Thirty-ish, Ukraine-born and Moscow- and London-trained, Dinara Klinton has a remarkably secure technique of the kind associated with the Russian piano school, yet prefers her Prokofiev soft-grained. While the more lyrical and/or varied Sonatas suit her down to the ground, the implacable thrust of the composer’s motoric vein tends to be downplayed. There is no want of linear clarity – Klinton often exposes subsidiary routes more extrovert pianists leave unexplored – but the abrasive aspect of Prokofiev’s musical personality can seem a tad muzzled at times with speeds slower than the norm. The effect is most noticeable in the famous wartime trilogy whereas the Second and Ninth above all struck me as ideal in scale and focus. I was less sure about the Third, which arguably sags a little but the lapse into a more ‘mechanical’ motion must be deliberate: something similar happens in the development of the first movement of the Sixth. If memory serves she is even slower than Van Cliburn in its second segment, a distinctly unperky Allegretto  as she conceives it, with a seriously lyrical heart. Sviatoslav Richter imparts greater urgency there and in what remains of the piece.

Is Klinton wise to undersell the harshness of the Seventh? Mikhail Pletnev does likewise for DG in an account of the concluding Precipitato even less likely to put you in mind of tanks coming over the hill. I can only report that I missed Pollini’s super-efficiency, Argerich’s dash, and Sokolov’s incredible weight; perhaps that will always be the case. In the Eighth, Klinton is more reminiscent of Emil Gilels in 1974 – he premiered the work after all – than Daniil Trifonov in 2019. That most extreme of recent exponents kills off any sense of musical progression in his breathless sprint to the finishing line. Keyboard wizardry is never an end in itself for Klinton and she sees no need to bring out the steel in Prokofiev’s percussive writing. The Ninth brings the cycle to a very special close, the wan quality of so many performances replaced by something at once consoling, purposeful and humane. Tension matters less here than poetic shaping, and Donohoe’s breezier approach pays few dividends for all that he knows these scores from the inside having prepared a printed edition.

Klinton sums up her approach this way: “Prokofiev’s music is extremely visual. It is physically communicative. Sometimes, playing it, I feel like a ballet dancer sensing the music through motion and vibration. In later life Prokofiev took this still further. Not only can we visualise objects, we can also feel the material that they’re made of, the structure, the consistency of the fabric.

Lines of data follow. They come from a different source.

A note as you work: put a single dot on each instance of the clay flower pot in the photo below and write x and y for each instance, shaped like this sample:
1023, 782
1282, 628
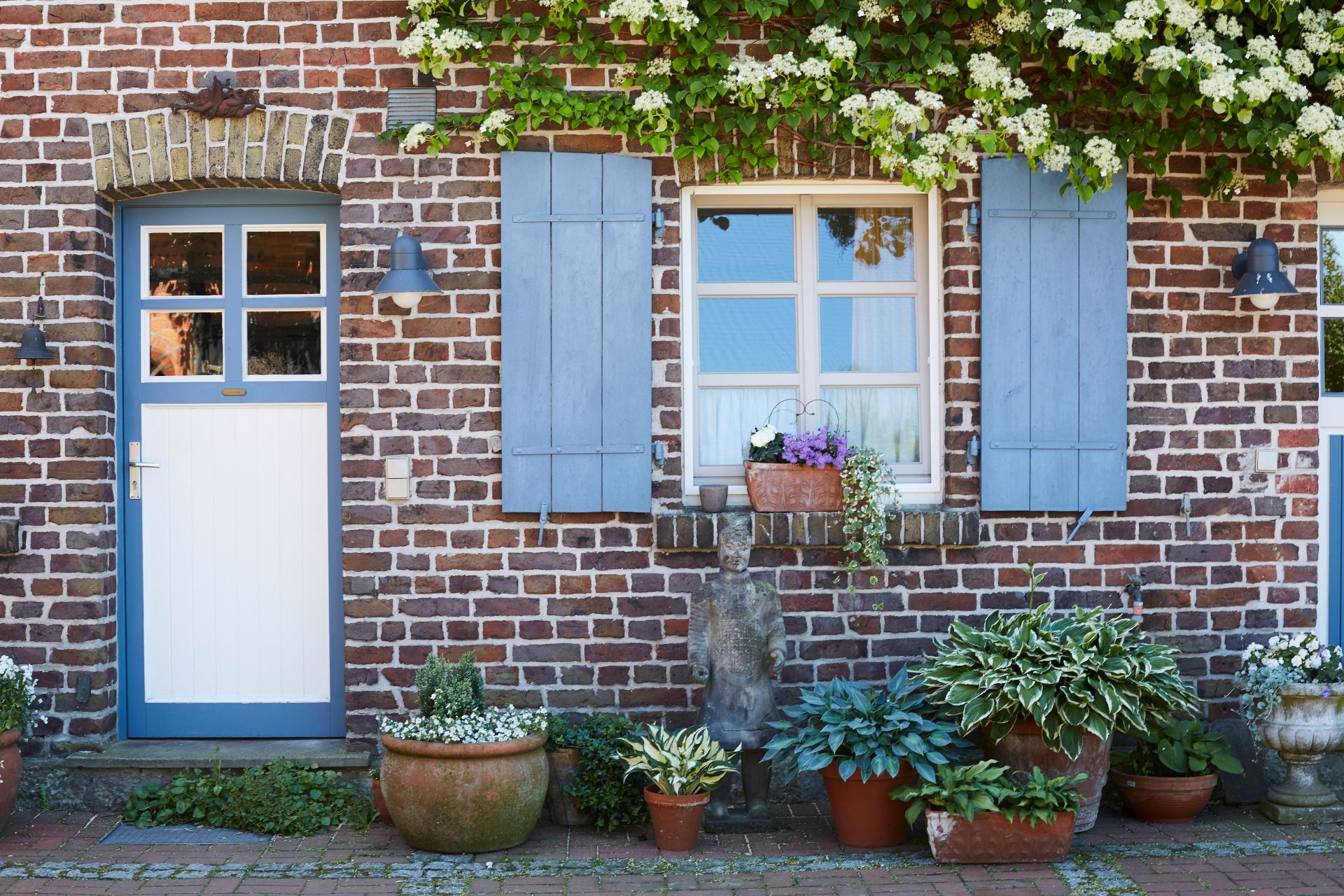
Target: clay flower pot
565, 809
465, 798
866, 814
990, 837
1163, 801
1023, 748
676, 818
793, 488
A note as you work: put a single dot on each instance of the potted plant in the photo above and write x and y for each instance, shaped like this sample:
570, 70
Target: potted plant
18, 697
864, 741
987, 813
1050, 692
461, 777
1171, 773
682, 767
1294, 703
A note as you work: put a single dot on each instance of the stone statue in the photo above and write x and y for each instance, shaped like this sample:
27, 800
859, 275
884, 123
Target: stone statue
736, 648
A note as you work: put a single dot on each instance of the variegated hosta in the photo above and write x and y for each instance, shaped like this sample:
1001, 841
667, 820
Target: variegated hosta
1070, 675
679, 762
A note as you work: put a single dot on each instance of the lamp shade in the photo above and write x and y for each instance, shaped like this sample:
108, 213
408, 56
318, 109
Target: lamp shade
407, 277
1259, 274
33, 346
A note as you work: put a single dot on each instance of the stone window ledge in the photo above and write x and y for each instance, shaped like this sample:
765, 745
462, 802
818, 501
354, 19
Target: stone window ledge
694, 530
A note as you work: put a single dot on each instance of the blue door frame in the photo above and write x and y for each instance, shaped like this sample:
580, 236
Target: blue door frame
232, 210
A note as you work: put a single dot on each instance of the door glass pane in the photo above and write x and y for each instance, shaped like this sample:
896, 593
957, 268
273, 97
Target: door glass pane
284, 262
186, 264
286, 343
186, 344
866, 244
727, 415
1332, 262
743, 245
879, 418
748, 336
869, 333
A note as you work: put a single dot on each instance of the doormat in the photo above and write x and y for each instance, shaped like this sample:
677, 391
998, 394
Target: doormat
181, 834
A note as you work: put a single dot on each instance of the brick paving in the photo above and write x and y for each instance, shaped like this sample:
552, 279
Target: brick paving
1227, 850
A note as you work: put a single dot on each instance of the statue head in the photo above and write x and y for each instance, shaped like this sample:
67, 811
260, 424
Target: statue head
736, 545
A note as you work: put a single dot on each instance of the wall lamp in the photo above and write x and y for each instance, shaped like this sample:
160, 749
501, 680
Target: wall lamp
407, 277
1259, 274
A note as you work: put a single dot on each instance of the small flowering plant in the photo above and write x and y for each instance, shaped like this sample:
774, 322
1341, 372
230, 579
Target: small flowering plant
1300, 659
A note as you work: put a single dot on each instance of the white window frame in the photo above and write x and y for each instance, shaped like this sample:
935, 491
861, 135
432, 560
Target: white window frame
803, 197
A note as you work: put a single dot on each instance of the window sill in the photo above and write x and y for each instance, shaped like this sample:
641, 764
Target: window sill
695, 530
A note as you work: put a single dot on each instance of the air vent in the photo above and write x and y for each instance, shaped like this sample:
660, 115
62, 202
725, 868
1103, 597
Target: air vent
412, 105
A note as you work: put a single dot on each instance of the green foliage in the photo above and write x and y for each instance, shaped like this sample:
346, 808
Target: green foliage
1180, 748
600, 785
988, 786
679, 762
864, 729
451, 690
1070, 675
277, 798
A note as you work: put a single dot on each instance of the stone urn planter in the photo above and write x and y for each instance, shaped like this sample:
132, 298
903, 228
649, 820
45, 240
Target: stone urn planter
1025, 748
990, 837
1307, 724
465, 798
793, 488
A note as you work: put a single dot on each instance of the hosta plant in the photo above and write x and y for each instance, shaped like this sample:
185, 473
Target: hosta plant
866, 729
990, 786
679, 762
1072, 675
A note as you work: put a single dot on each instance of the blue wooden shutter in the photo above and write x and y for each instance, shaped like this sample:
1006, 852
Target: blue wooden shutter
577, 365
1054, 343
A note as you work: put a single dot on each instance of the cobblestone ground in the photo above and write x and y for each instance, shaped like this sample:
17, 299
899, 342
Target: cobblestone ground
1227, 850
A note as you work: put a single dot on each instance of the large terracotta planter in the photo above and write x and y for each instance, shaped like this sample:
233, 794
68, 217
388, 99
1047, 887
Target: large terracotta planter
465, 798
1023, 748
1163, 801
1307, 724
790, 486
565, 809
866, 814
990, 837
676, 818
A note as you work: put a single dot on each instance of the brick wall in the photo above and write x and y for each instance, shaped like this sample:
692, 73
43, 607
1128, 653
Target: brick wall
596, 615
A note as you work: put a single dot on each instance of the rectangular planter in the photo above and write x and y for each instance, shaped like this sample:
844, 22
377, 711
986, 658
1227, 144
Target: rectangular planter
777, 488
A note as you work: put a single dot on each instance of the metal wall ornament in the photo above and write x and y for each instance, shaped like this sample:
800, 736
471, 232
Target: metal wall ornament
219, 99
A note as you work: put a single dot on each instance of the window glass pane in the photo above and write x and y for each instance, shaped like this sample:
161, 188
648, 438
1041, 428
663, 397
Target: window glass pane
727, 415
743, 245
186, 343
881, 418
748, 336
1334, 340
869, 333
284, 262
286, 343
1332, 262
186, 264
866, 244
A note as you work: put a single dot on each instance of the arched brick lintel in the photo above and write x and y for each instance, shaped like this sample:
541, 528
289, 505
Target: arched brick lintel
166, 150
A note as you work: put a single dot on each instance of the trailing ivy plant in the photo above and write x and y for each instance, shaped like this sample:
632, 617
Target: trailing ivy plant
923, 85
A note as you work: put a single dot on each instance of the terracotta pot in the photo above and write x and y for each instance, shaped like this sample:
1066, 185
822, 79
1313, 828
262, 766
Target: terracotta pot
866, 816
790, 486
1163, 801
565, 809
676, 818
379, 802
465, 798
1025, 748
990, 837
11, 769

His distinctively ‘orchestrated’ writing for the instrument creates a particular challenge for a performer, different weightings, voicings and colours demanding different soundscapes.”

These are engaging words even if unobtrusive beauty of sound and perfect control cannot tell us the whole story. Richter, a great admirer of Prokofiev’s music, considered Prokofiev the man positively dangerous and left us a small vignette of the musician at his worst: “One day a pupil was playing him his Third Concerto, accompanied by his teacher at a second piano, when the composer suddenly got up and grabbed the teacher by the neck, shouting: ‘Idiot! You don’t even know how to play, get out of the room!’ To a teacher! He was violent. Completely different from Shostakovich, who was for ever mumbling ‘Sorry’.”

Atmospheric as her playing almost always is, you may find yourself hankering after rougher edges, more oomph, and less waywardness than provided here.